A1.非常に難しい質問です。その人の立場が異なると、同じ事がメリットにもデメリットにもなります。また、前提をどうするかによっても変わるものです。「現状のまま」と言っても、行政サービスを現状のまま維持できる可能性はないでしょう。合併のメリット・デメリットは、我々専門家が長い時間議論しても、最後は「分からない」というところに落ち着いてしまいます。

Q2.財政シミュレーション(広報3月号折り込みパンフレット参照)では、合併した方が財政的に有利となっているようですが本当ですか?
A2.現在公表されているものは、一次推計といって、一定の仮定のもとに同じ条件で計算したものですが、合併に伴う財政支援と人件費の削減効果などがあり、合併した方が有利な結果になるのは当然です。本当にそうなるかは、これから作る新市建設計画などの事業費も織り込んだ二次推計を見なければ何とも言えないでしょう。
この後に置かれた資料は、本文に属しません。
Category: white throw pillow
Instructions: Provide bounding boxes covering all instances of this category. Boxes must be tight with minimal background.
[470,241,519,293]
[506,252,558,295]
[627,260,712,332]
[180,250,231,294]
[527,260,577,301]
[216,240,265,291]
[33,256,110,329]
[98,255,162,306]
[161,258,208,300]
Q3.住民が合併の是非を判断する場合のポイントは何ですか?
A3.いろいろな要素が考えられますが、石狩市として本当に得か損かが、一つの判断基準になると思います。
石狩市・厚田村・浜益村合併協議会は、ほかの協議会と違って、判断材料を示すことを目的に作られた協議会ですから、今後協議会が作る「合併するとした場合の姿」と市が作る「合併しない場合の姿」を見比べ、どちらが得かを皆さんで考えるということになると思います。